Ni siquiera podía tirarla al cesto, descubrió, mientras apretaba la pieza en la mano. No tenía que hacerlo, si pensaba en volver a ver al joven japonés.

Malditos, ni siquiera podía librarse de la influencia de estos hombres, ceder a un impulso. Le habían quitado toda espontaneidad. Paul lo examinaba, y no tenía necesidad de hablar, bastaba la presencia de ese norteamericano allí delante, esa conciencia que había caído en una trampa; un hilo invisible le ataba la pieza que Childan apretaba en la mano, brazo arriba hasta el cerebro.

Parecía evidente que había vivido con ellos demasiado tiempo. Demasiado tarde ahora para escapar y vivir entre los blancos con costumbres blancas.

Robert Childan dijo: —Paul… —La voz, notó Childan, fue como un quejido involuntario; incontrolada, sin tono.

—Sí, Robert.

—Paul, me siento… humillado.

El cuarto dio vueltas alrededor de Childan.

—¿Por qué, Robert? —Un tono de preocupación, pero desinteresado, por encima de todo compromiso.

—Paul, un momento. —Childan tocó la pieza con los dedos, resbaladiza ahora, mojada por la transpiración. Me siento… orgulloso de este trabajo. Ni pensar siquiera en amuletos comerciales de buena suerte. Me opongo.

Una vez más no alcanzó a ver ninguna reacción en el joven japonés, sólo el oído que escuchaba, la mera atención.

—Gracias de todos modos —dijo Childan.

Paul saludó con una reverencia.

Childan saludó con otra reverencia.

—Los hombres que hicieron esto —dijo Childanson norteamericanos orgullosos de su arte. Me incluyo entre ellos. Sugerirnos que se los convierta en talismanes mercantiles es un insulto para nosotros, y le pido que se excuse usted.

Un silencio muy largo.

Paul lo observaba. Una ceja levantada apenas y una mueca en los labios delgados. ¿Una sonrisa?

—Le exijo que se excuse —dijo Childan. No podía ir más lejos.

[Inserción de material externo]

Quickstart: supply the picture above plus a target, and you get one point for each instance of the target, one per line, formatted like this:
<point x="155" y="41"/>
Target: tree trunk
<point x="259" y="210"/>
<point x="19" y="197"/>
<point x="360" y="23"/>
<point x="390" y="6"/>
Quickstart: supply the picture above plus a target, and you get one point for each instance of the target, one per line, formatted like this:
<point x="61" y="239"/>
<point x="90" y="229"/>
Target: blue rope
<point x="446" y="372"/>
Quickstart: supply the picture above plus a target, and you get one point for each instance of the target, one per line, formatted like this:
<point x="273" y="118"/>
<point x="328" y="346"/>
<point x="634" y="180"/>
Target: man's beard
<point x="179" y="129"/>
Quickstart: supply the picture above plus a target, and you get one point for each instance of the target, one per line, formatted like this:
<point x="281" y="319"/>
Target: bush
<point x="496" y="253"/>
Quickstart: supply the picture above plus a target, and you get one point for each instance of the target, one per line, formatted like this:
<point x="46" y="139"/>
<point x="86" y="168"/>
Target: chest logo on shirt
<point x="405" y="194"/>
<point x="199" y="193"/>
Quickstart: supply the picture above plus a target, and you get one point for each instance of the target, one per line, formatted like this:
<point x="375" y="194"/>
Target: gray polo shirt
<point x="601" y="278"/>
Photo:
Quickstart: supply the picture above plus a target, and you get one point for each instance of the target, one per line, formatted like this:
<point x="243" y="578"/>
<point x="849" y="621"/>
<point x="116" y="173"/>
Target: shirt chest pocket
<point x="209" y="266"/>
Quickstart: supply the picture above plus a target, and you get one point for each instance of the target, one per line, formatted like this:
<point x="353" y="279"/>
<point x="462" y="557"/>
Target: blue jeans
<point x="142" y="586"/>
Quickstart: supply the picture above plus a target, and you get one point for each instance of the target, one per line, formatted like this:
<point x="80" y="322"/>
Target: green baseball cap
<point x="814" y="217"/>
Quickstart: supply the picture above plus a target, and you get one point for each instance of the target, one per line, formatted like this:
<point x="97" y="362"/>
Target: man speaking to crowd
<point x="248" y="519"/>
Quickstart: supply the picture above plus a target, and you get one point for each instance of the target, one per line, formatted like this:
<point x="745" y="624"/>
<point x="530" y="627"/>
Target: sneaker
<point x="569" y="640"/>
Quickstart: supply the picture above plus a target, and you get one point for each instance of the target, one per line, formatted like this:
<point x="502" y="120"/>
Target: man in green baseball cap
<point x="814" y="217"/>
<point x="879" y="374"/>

Ahora sólo quedaba esperar.

Nada ocurrió.

Por favor, pensó Childan. Ayúdame.

—Olvide mi arrogante actitud —dijo Paul, y extendió la mano.

—Muy bien —dijo Robert Childan.

Se estrecharon las manos.

La calma descendió al corazón de Childan. Había estado metido en el asunto hasta las orejas y había conseguido salir. Gracias a Dios. La ocasión se había presentado en el momento justo. En otro tiempo todo hubiera sido distinto. ¿Podría atreverse una vez más, aprovechar esa racha de suerte? Quizá no.

Se sintió melancólico. Un breve instante, como si hubiese subido a la superficie y descubriera que no había allí ningún obstáculo.

La vida es corta pensó. El arte, o algo que no podía llamarse vida, era largo, y se extendía interminablemente, como un gusano de cemento. Chato, blanco, de una superficie irregular que ningún pie había pulido aún. Allí estaba él, pero ya no más. Tomó el estuche y se lo guardó en el bolsillo de la chaqueta.